Can a mint really be enough to break the political ice? Former President George W. Bush and Former First Lady Michelle Obama seem to think so.
It all started when Bush passed a mint to the former first lady during former U.S. Sen. John McCain’s funeral. And the tradition continue recently when he did it again at former president George H.W. Bush’s funeral. 
“He has the presence of mind and the sense of humor to bring me a mint, and he made it a point to give me that mint right then and there, and that’s the beauty of George Bush,” Obama recently said in conversation at the SAP Center, according to an article in TIME Magazine.
Obama recently addressed the exchange in an interview with Bush’s daughter, Jenna Bush Hager, on NBC’s Today show
“Because I think the political discourse, the way it’s shown in the media, is … all the nasty parts of it. You know? Because I guess we’ve become a culture where the nasty sells,” Obama said. “So people are just gonna keep feeding that. We’re all Americans. We all care about our family and our kids, and we’re trying to get ahead. And that’s how I feel about your father. You know? He’s a beautiful, funny, kind, sweet man.”
And both times Bush handed Obama a mint, the internet got a warm and fuzzy feeling. 
Brenna Williams, of CNN, tweeted,” I'd like to think that moments like this between W. Bush and Michelle Obama are what McCain was hoping for.” 
While John Nichols, a writer for The Nation, tweeted, “George W. Bush sneaking a mint to Michelle Obama at John #McCainsFuneral can be read as as an indication that this divided land will again be touched 'by the better angels of our nature.'"

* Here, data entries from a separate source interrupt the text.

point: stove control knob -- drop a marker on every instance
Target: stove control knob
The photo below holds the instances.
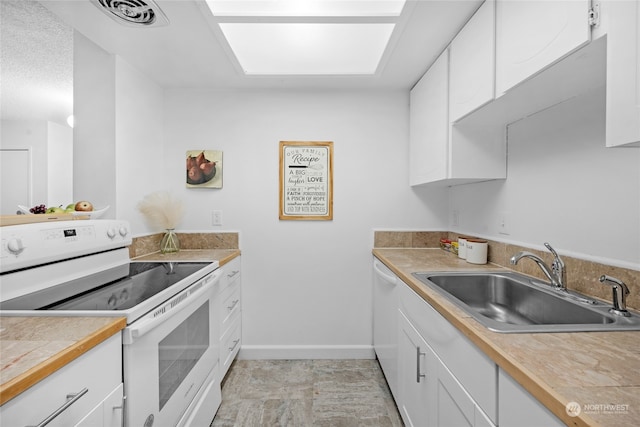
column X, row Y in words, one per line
column 15, row 245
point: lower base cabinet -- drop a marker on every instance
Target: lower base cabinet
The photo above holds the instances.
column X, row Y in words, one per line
column 444, row 380
column 415, row 374
column 91, row 384
column 430, row 395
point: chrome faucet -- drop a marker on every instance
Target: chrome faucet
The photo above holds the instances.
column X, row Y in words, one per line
column 620, row 292
column 556, row 274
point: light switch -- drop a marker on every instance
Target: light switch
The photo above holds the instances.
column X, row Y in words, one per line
column 216, row 218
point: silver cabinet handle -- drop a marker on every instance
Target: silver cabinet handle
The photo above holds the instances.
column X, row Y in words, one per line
column 122, row 407
column 418, row 355
column 233, row 305
column 235, row 344
column 71, row 399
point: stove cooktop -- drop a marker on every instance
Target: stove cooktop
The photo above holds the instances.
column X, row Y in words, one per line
column 116, row 289
column 143, row 282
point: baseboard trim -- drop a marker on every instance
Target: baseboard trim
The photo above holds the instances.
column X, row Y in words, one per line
column 294, row 352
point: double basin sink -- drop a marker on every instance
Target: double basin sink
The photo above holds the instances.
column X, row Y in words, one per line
column 510, row 302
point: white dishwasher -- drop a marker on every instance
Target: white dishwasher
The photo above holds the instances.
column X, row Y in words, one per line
column 385, row 322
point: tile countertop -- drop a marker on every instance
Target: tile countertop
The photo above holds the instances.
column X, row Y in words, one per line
column 592, row 368
column 32, row 348
column 223, row 256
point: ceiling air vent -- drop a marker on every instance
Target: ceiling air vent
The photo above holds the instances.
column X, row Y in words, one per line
column 133, row 12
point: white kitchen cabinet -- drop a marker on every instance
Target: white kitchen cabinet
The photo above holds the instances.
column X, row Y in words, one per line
column 460, row 382
column 454, row 406
column 519, row 409
column 531, row 35
column 429, row 124
column 444, row 154
column 230, row 316
column 385, row 322
column 416, row 376
column 472, row 63
column 107, row 413
column 99, row 371
column 473, row 369
column 622, row 25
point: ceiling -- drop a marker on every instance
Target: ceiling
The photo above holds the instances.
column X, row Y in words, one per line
column 190, row 52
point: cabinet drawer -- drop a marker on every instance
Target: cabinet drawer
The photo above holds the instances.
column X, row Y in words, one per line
column 232, row 270
column 99, row 371
column 230, row 346
column 230, row 304
column 472, row 368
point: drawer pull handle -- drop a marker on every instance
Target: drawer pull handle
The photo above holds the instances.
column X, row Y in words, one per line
column 418, row 355
column 123, row 408
column 235, row 344
column 71, row 399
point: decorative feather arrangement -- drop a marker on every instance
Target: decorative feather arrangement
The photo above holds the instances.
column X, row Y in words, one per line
column 161, row 210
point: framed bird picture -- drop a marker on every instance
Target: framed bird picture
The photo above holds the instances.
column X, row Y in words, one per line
column 204, row 169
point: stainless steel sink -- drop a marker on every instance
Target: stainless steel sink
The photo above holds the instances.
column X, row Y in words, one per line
column 512, row 302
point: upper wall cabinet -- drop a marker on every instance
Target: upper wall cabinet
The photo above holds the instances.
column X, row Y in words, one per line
column 429, row 125
column 621, row 21
column 532, row 34
column 472, row 63
column 441, row 153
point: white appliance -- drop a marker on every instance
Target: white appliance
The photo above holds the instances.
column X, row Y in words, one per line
column 385, row 322
column 170, row 343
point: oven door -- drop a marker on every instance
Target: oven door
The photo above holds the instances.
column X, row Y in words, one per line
column 169, row 353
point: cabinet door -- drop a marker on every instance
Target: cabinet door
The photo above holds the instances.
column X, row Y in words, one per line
column 532, row 34
column 415, row 376
column 455, row 408
column 623, row 73
column 107, row 413
column 429, row 124
column 472, row 63
column 385, row 323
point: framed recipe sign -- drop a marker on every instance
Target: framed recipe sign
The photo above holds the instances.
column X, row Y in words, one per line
column 306, row 180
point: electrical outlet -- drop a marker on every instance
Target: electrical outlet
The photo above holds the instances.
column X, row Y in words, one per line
column 503, row 223
column 216, row 218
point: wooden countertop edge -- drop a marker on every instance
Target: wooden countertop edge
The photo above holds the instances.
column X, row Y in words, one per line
column 22, row 382
column 538, row 388
column 229, row 257
column 155, row 257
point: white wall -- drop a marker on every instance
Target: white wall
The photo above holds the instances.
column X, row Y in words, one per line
column 60, row 165
column 118, row 148
column 32, row 135
column 139, row 136
column 94, row 108
column 305, row 283
column 51, row 162
column 563, row 186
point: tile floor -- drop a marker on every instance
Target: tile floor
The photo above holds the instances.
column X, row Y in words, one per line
column 300, row 393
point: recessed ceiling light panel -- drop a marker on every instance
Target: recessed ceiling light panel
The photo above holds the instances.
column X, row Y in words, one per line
column 307, row 49
column 309, row 8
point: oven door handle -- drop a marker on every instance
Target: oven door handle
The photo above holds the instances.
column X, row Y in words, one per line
column 170, row 308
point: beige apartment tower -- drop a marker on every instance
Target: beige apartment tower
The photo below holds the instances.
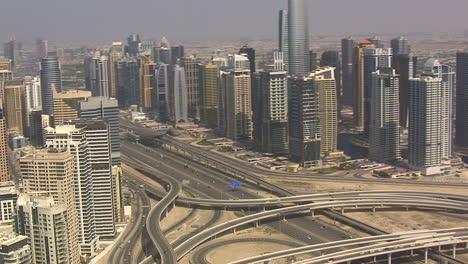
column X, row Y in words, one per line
column 324, row 79
column 51, row 174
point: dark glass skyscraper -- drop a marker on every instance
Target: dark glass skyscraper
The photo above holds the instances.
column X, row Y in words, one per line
column 461, row 134
column 298, row 32
column 50, row 79
column 347, row 51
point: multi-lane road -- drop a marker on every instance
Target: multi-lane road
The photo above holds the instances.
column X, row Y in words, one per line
column 205, row 183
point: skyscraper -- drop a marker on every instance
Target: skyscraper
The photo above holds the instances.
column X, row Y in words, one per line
column 179, row 95
column 304, row 121
column 99, row 149
column 50, row 79
column 147, row 83
column 425, row 124
column 332, row 58
column 384, row 128
column 14, row 103
column 461, row 138
column 161, row 94
column 4, row 168
column 208, row 84
column 435, row 69
column 400, row 46
column 237, row 104
column 298, row 37
column 51, row 173
column 270, row 112
column 405, row 66
column 347, row 53
column 325, row 85
column 44, row 222
column 284, row 37
column 72, row 139
column 105, row 109
column 190, row 65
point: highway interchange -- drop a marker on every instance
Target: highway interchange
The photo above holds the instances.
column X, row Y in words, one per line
column 199, row 178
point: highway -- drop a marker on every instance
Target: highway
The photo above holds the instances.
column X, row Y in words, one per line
column 245, row 168
column 360, row 244
column 198, row 239
column 153, row 222
column 123, row 248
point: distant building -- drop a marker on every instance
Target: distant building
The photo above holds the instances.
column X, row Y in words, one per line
column 15, row 249
column 400, row 46
column 298, row 37
column 461, row 138
column 236, row 105
column 425, row 124
column 270, row 112
column 51, row 173
column 50, row 79
column 44, row 222
column 304, row 121
column 284, row 37
column 14, row 105
column 384, row 127
column 190, row 65
column 347, row 53
column 106, row 109
column 208, row 83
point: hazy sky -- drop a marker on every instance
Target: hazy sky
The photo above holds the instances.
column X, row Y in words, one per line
column 107, row 20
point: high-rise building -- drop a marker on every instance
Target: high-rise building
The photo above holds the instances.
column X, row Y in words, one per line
column 51, row 174
column 284, row 37
column 44, row 222
column 4, row 164
column 147, row 83
column 10, row 51
column 133, row 44
column 250, row 52
column 461, row 136
column 435, row 69
column 66, row 105
column 99, row 149
column 14, row 105
column 270, row 112
column 347, row 55
column 177, row 52
column 117, row 51
column 331, row 58
column 358, row 82
column 384, row 132
column 208, row 84
column 179, row 97
column 325, row 85
column 128, row 82
column 6, row 74
column 8, row 198
column 405, row 66
column 72, row 139
column 400, row 46
column 50, row 79
column 105, row 109
column 42, row 49
column 15, row 249
column 190, row 65
column 236, row 106
column 161, row 94
column 298, row 37
column 98, row 75
column 304, row 121
column 425, row 124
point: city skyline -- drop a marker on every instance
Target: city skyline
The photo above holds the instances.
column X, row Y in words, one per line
column 105, row 22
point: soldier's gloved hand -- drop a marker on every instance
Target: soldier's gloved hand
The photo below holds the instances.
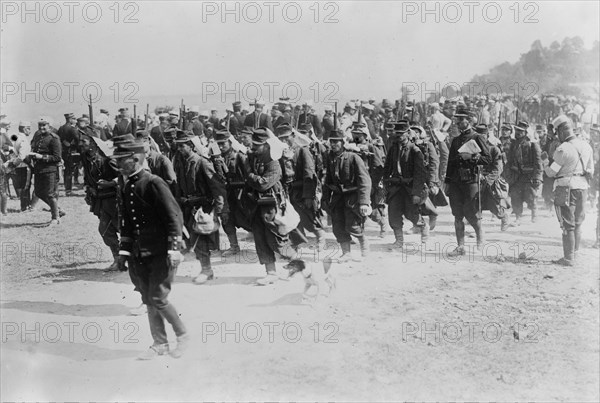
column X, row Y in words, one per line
column 122, row 263
column 224, row 218
column 365, row 210
column 175, row 257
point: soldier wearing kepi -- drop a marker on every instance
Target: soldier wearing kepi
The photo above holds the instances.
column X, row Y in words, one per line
column 405, row 177
column 151, row 226
column 524, row 172
column 235, row 160
column 45, row 157
column 571, row 169
column 99, row 177
column 298, row 168
column 346, row 194
column 199, row 188
column 462, row 179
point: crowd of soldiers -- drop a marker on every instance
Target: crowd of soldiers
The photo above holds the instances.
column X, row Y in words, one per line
column 164, row 184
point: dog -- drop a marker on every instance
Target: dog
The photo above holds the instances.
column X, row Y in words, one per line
column 312, row 278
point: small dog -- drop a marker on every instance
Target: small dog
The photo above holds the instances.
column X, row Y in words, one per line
column 311, row 277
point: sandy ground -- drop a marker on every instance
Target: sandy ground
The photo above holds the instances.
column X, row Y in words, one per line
column 399, row 326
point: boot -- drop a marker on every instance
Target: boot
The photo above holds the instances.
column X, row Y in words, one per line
column 3, row 203
column 459, row 228
column 399, row 244
column 424, row 232
column 364, row 246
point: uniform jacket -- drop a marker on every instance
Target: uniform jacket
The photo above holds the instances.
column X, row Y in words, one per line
column 150, row 217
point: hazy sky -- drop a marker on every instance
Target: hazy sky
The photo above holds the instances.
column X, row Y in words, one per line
column 368, row 48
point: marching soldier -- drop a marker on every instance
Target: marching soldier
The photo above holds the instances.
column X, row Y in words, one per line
column 462, row 181
column 494, row 191
column 257, row 118
column 198, row 187
column 572, row 167
column 524, row 172
column 45, row 157
column 405, row 176
column 151, row 226
column 99, row 174
column 264, row 183
column 300, row 177
column 69, row 137
column 234, row 161
column 346, row 194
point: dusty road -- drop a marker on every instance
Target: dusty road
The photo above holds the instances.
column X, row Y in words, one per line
column 400, row 326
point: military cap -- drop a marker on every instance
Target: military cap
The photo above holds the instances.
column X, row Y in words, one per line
column 125, row 138
column 222, row 136
column 182, row 136
column 481, row 128
column 142, row 134
column 462, row 111
column 522, row 126
column 336, row 135
column 260, row 135
column 128, row 149
column 284, row 130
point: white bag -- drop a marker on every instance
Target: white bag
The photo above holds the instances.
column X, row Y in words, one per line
column 288, row 221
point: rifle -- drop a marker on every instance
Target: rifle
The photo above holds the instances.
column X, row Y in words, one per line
column 134, row 120
column 91, row 111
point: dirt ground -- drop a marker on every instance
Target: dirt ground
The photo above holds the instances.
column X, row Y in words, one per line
column 399, row 326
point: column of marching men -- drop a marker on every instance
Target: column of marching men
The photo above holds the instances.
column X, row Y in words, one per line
column 165, row 184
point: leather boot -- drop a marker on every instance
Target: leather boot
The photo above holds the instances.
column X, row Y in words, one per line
column 397, row 246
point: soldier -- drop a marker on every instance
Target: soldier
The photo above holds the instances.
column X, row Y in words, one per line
column 405, row 176
column 198, row 187
column 374, row 159
column 346, row 194
column 572, row 168
column 307, row 116
column 524, row 172
column 158, row 134
column 258, row 118
column 462, row 180
column 151, row 226
column 235, row 160
column 302, row 183
column 69, row 137
column 265, row 189
column 124, row 125
column 99, row 178
column 494, row 191
column 22, row 178
column 45, row 157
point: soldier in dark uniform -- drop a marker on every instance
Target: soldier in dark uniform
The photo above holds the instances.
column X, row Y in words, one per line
column 124, row 124
column 151, row 226
column 524, row 172
column 302, row 183
column 346, row 194
column 257, row 118
column 405, row 177
column 99, row 177
column 462, row 178
column 45, row 157
column 198, row 187
column 264, row 186
column 69, row 138
column 494, row 189
column 234, row 162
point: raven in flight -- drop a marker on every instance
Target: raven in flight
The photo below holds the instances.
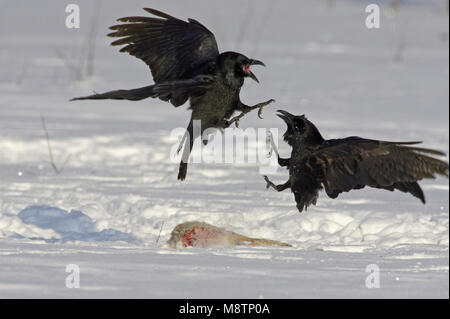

The country is clearly divided on most things right now, but it speaks to the power of simple sweets that passing a piece of candy can garner so much attention and so much delight across the country. And it’s at the heart of what makes the confectionery industry as sweet as it is — and, quite frankly, why it’s so important. 
Because candy is so much more than candy. It’s a way to show love, express gratitude and foster connections. And it’s important to remember that as the war on sugar intensifies. After all, there are two things best served in moderation — candy and politics.